Prosecutors also alleged Uriel was burned, punched and had his middle toes purposely pounded, which blackened the nails — injuries that were purposely concealed under clothing, prosecutor Michael Graveley said.

“Abelina Zalazar punished Uriel harshly in a physical way,” Moyer said. But, he added, “Look at what she knew. I don’t think she understood the gravity of what the punishments could do to her son.”

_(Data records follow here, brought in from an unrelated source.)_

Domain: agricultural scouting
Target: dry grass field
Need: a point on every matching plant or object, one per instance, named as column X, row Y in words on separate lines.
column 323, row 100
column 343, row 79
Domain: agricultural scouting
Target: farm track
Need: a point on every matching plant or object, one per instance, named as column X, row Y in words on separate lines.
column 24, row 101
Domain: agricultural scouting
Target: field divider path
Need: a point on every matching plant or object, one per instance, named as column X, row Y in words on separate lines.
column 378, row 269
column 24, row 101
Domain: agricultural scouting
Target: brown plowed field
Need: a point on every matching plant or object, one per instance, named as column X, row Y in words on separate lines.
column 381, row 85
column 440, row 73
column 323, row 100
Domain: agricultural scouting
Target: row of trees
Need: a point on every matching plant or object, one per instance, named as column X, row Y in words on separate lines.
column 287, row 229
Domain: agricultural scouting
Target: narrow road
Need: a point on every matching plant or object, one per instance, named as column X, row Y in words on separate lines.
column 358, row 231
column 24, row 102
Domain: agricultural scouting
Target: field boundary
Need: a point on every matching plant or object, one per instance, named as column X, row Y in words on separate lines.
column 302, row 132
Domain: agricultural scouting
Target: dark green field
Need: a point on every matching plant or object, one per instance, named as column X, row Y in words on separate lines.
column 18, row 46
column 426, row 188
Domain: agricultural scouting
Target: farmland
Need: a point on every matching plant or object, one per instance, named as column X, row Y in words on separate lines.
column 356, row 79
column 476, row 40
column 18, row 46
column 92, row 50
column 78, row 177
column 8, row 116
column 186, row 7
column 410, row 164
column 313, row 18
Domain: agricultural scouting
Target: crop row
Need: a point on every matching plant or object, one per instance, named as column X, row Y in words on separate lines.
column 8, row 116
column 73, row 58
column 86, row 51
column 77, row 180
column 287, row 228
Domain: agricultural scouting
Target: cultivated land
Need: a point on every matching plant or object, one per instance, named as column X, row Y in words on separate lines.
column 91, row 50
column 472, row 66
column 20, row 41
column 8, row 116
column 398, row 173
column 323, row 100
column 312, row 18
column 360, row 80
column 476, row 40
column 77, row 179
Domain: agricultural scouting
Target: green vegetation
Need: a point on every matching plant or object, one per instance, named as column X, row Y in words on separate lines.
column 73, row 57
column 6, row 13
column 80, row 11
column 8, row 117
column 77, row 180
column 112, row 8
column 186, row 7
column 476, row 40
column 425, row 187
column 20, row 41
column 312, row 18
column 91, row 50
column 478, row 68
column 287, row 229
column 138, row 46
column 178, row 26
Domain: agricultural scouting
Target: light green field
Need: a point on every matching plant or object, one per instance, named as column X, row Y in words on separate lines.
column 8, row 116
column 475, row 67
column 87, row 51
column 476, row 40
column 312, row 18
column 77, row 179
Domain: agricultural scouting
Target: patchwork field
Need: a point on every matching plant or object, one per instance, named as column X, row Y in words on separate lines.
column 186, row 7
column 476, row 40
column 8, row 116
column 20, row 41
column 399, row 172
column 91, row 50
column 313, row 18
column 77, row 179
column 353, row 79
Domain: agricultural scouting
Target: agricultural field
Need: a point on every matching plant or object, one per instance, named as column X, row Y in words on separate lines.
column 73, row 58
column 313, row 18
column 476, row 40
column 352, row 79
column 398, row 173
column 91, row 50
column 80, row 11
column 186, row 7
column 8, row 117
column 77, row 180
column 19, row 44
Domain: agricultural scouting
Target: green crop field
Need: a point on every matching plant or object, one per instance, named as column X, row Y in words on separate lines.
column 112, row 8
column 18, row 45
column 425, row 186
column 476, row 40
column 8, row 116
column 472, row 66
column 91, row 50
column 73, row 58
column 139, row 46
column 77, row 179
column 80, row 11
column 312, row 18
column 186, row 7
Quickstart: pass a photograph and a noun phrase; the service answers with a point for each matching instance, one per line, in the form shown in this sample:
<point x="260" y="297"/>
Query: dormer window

A fair and objective review of the evidence would show that Zalazar was not aware of the physical risks to her son, Moyer argued.

Waited to call 911

Graveley argued that Zalazar’s culpability went beyond being aware of the risks of punishment and included her failure to call 911 after she found Uriel limp and unconscious in the near-freezing shower water.

Graveley spent nearly 90 minutes cataloging Zalazar’s “out of control anger” and the torturous punishments she devised for her son, as well as her unwillingness, on the day of Uriel’s death, to call to get him “meaningful, life-saving” help.

Zalazar reportedly covered the child with blankets, massaged him with rubbing alcohol and tried mouth-to-mouth resuscitation, but waited more than an hour, possibly close to two hours, before calling paramedics.

Those facts, Graveley said, added up to a mother who was more worried about covering up apparent abuse to save herself than saving her son.

“You have to consider it all together,” Graveley said.